Director: Noriko Sekiguchi
Senso Daughters begins as an account of Japan's "forgotten", or Great Asian War and slowly evolves towards its real theme - the hidden history of women in war. Faced with official secrecy and denial, filmmaker Noriko Sekiguchi probes and gradually uncovers the story of "comfort women" - prostitutes conscripted by the Japanese army to accompany occupation forces in the Pacific. Since no official records exist, she constructs the story through ex-soldiers and Islanders. Justified as a necessary evil to protect the army nurses and local women, this version is contradicted by women whose accounts of rape by Japanese and Australian soldiers are borne out in their mixed-race offspring. As Sekiguchi's film implies, a complete account of the unnamed women who were shipped as "military commodities" will never be known.

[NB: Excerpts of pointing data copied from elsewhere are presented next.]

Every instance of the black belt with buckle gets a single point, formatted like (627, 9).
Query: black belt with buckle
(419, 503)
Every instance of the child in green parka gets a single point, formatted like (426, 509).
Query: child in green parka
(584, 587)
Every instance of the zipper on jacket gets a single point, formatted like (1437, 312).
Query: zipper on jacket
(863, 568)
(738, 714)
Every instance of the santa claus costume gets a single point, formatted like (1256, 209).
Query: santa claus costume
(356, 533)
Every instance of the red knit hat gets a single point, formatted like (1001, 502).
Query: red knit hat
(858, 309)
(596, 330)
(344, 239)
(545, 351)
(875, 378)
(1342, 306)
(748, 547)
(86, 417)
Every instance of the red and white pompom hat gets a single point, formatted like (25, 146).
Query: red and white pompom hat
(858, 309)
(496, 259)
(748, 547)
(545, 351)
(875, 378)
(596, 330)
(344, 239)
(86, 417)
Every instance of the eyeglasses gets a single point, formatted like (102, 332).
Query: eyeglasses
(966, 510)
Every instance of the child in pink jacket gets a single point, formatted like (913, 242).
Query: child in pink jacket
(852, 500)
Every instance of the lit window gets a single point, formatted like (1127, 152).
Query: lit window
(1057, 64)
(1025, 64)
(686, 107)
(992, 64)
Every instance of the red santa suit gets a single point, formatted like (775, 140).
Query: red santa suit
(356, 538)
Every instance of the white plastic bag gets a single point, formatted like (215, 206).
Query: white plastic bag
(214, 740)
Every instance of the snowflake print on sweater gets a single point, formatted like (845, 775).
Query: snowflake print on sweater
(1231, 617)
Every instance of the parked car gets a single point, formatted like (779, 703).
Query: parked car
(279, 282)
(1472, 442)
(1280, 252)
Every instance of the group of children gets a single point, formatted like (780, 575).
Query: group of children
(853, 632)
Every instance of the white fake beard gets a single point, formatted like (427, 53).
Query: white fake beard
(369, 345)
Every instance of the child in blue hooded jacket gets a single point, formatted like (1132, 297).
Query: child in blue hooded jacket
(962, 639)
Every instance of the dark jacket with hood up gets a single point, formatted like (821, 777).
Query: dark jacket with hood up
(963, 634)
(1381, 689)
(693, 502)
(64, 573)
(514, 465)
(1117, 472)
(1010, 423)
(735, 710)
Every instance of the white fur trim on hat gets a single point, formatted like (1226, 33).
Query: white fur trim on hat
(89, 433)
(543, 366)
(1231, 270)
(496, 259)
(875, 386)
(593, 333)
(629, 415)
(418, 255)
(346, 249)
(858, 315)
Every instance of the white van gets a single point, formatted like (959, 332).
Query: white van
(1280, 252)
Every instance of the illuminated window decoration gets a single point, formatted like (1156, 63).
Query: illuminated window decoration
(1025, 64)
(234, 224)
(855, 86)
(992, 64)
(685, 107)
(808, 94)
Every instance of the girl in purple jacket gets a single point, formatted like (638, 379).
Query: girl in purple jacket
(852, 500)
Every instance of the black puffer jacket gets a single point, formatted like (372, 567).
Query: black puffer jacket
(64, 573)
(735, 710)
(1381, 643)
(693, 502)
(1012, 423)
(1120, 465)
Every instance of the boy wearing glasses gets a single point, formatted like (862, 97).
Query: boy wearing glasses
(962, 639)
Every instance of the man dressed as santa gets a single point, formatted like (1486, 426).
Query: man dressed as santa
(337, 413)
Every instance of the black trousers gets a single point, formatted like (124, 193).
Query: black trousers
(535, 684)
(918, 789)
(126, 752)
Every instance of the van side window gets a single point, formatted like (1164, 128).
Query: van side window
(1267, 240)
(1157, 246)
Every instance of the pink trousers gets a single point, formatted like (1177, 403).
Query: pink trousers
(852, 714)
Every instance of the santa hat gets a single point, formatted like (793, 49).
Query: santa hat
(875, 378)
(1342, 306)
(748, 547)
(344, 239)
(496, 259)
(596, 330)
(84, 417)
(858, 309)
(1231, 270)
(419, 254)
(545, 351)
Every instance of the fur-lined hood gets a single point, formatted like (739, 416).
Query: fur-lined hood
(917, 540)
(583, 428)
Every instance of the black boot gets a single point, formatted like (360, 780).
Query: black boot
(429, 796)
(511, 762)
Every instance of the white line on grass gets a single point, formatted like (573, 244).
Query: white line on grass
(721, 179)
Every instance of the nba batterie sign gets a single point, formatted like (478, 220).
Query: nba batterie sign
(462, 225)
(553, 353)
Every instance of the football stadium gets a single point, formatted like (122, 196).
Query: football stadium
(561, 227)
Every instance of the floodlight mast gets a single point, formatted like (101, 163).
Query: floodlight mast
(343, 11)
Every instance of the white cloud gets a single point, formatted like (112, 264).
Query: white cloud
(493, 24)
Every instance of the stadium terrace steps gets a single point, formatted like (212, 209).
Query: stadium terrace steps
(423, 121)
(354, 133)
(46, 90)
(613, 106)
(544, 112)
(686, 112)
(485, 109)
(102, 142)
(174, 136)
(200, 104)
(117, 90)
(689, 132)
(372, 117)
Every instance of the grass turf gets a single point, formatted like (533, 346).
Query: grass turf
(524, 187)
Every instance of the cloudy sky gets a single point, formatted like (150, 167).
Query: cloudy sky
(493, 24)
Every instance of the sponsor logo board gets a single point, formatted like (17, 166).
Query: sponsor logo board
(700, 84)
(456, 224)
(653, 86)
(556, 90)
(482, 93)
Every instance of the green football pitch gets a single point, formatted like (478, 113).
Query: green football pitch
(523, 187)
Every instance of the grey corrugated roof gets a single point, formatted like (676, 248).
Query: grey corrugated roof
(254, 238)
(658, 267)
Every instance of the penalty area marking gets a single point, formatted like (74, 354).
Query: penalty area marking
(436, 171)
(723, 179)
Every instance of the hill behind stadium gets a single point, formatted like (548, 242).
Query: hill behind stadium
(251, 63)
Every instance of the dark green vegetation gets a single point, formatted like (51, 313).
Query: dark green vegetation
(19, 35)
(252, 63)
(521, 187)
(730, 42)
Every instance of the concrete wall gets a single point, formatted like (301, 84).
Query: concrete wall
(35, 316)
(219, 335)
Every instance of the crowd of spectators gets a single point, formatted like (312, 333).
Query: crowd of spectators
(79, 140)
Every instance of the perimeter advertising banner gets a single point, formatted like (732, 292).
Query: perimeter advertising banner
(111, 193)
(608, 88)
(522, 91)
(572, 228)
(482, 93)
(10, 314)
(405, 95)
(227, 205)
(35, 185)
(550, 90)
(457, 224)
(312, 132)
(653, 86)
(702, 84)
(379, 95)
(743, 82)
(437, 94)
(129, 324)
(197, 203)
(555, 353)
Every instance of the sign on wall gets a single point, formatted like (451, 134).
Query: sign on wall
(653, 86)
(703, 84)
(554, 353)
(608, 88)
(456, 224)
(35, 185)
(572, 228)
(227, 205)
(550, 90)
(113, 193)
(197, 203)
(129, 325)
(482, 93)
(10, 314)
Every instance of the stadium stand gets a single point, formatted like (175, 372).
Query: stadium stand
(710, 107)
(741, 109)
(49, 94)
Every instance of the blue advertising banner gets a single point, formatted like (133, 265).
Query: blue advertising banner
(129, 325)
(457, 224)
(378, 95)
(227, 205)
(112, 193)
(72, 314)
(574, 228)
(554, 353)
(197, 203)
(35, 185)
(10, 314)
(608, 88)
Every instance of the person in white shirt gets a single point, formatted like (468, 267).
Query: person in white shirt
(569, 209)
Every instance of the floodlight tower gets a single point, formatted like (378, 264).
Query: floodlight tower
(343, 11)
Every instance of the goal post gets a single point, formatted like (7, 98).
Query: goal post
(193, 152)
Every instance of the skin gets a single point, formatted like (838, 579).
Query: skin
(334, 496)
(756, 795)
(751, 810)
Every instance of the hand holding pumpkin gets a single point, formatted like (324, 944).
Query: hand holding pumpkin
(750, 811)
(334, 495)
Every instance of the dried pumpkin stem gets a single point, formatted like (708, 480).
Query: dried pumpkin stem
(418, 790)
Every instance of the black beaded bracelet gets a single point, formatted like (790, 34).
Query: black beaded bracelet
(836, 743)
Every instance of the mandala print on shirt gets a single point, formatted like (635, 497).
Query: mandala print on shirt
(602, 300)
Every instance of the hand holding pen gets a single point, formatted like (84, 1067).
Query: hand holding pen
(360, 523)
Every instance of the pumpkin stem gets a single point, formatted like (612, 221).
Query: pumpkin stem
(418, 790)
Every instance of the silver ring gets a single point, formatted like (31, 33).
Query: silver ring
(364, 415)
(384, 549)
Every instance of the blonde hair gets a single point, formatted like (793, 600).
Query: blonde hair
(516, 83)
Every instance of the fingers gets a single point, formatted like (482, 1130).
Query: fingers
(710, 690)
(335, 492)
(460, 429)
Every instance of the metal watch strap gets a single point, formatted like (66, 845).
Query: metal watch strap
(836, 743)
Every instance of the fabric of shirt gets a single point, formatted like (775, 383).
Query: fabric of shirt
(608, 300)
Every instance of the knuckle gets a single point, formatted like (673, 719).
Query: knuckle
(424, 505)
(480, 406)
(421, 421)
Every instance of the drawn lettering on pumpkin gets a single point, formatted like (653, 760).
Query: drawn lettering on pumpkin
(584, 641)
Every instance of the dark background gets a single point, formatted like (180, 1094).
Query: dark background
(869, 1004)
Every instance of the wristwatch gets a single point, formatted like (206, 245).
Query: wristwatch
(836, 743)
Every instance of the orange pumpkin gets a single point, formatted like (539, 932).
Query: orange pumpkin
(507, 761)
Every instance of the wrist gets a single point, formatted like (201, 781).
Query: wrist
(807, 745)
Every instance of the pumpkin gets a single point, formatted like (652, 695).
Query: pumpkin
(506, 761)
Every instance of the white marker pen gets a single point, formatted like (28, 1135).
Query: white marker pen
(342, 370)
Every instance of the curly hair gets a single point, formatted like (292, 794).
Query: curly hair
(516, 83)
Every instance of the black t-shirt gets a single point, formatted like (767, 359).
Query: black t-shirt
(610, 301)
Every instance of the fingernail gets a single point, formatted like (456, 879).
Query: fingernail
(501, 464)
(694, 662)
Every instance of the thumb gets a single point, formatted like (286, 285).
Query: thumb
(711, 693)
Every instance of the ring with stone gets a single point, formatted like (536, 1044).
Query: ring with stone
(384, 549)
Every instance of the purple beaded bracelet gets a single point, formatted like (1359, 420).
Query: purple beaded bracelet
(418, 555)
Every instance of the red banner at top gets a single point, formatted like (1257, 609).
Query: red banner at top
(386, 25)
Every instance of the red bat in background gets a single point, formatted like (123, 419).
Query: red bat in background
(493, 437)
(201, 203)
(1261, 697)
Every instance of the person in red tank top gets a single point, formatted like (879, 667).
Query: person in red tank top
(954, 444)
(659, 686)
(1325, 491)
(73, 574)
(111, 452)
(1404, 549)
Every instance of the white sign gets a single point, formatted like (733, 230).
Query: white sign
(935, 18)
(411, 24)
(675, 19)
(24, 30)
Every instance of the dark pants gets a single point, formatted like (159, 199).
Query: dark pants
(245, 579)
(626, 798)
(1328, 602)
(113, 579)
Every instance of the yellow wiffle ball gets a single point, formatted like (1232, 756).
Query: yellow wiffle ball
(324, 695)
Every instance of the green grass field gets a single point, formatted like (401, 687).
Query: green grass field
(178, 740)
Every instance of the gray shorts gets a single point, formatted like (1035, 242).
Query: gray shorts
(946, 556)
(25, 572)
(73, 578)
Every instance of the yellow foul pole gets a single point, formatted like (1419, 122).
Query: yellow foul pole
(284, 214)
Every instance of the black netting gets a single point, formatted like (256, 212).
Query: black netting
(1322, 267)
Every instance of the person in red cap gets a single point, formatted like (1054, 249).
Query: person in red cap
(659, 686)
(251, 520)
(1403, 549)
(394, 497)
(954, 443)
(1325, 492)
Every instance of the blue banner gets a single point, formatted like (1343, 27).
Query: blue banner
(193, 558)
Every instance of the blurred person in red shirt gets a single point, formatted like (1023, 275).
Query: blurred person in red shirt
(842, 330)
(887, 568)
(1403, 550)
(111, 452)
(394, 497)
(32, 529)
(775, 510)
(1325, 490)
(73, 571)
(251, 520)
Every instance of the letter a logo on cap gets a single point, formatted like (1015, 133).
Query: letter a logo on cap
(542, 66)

Sekiguchi became interested in the subject when she came to Australia as a student. She was astonished to learn, through celebrations of Australian involvement in WWII, of the Japanese war effort, and began to reflect on why there had been an obliteration of this history from Japanese texts. In Australia the soldiers who survived the war are heroes and public figures, while the Japanese soldiers have had to repress their collective memories. She links her return to Japan with the funeral celebrations of Emperor Hirohito, and thus this documentary weaves both a personal essay-style reflection and the more conventional pursuit of facts.